The story of Peggy, a nine-year-old border collie is warming and highlights once again the intelligence of dogs. She had to be retired after becoming deaf but is now working again after learning sign language. Her handler couldn’t work with her anymore because they couldn’t communicate with Peggy so she was handed over to the RSPCA.
Peggy was taken in by Chloe Shorten, an animal welfare manager from the RSPCA’s mid-Norfolk and North Suffolk branch. With her husband, a shepherd, they taught Peggy to understand hand signals and body language. Assistance came from a sheepdog trainer and their two other working dogs, Sid and Nora.
They fell in love with Peggy almost immediately and said “that she wouldn’t be going anywhere.
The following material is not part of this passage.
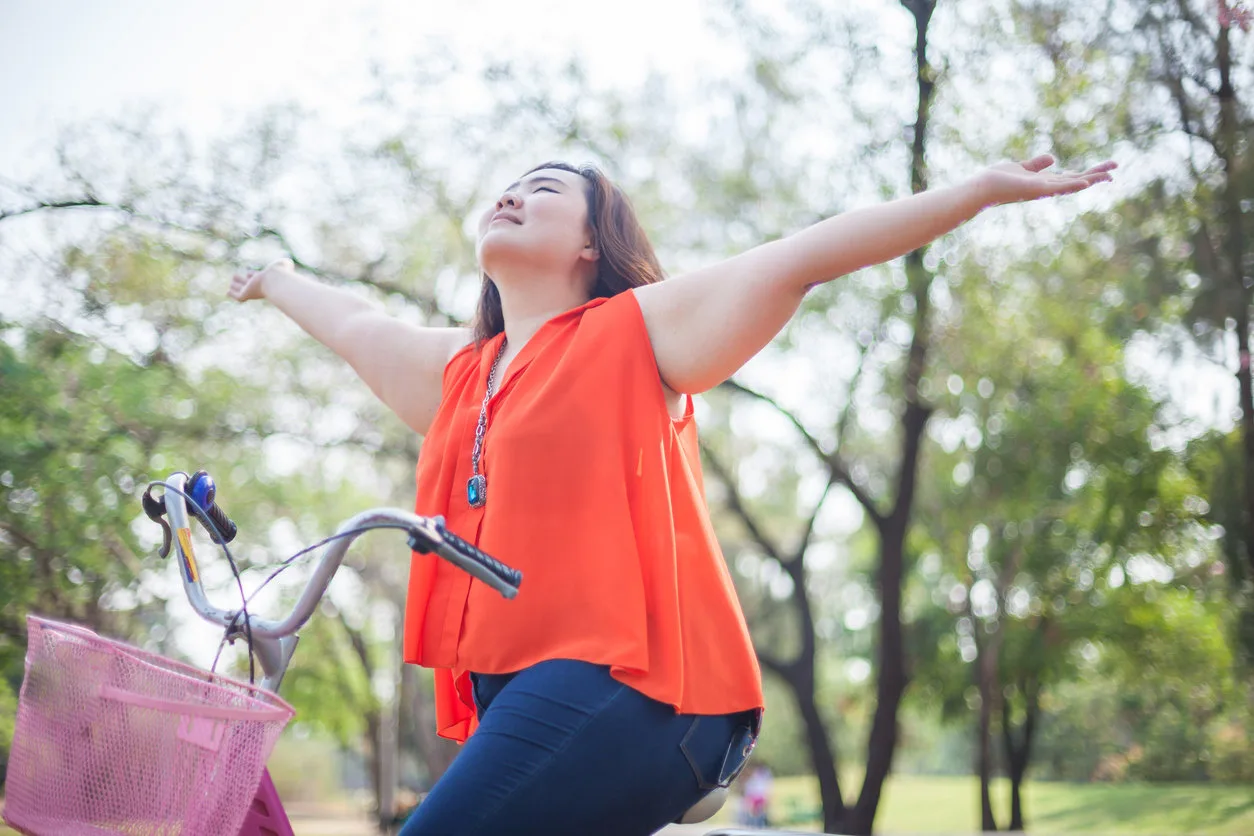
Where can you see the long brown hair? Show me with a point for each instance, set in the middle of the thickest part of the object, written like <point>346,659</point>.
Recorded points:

We knew Peggy wanted to be working so we started the long process of teaching her how to herd and work with a shepherd without relying on voice commands.”
The first task was to get Peggy to look at them so that she could receive visual signals made with the hand. They used positive reinforcement training and “instead of pairing a verbal command with an action we’d use a hand gesture. She reads our hand signals and body language as a way of telling what we are asking for. For example, thumbs up means ‘good girl’. A flat outstretched palm means ‘stop’.”
To get her to slow down they employ a waving gesture and they point to where they want her to go. They pat their knees to summon her back to them. It’s unclear as to why she became deaf. She’s still learning new things and improving all the time. Shorten feels that the most important thing is that they are able to tell her that she’s good and to reassure that she is doing well. It took Peggy some time to learn that she was loved and to gain trust. But Shorten and a husband now find it so rewarding that she understands, and the praise that they give her.
Peggy is not working full-time but enjoys helping out. Shorten says that she is a very happy dog and loves going out to work with them running around the fields. Peggy is fitted with a GPS tracker in case they become separated. Shorten says that “She’s proof that you can teach an old dog new tricks, and is a wonderful example of the capability of a dog, even if they do lose a sense.”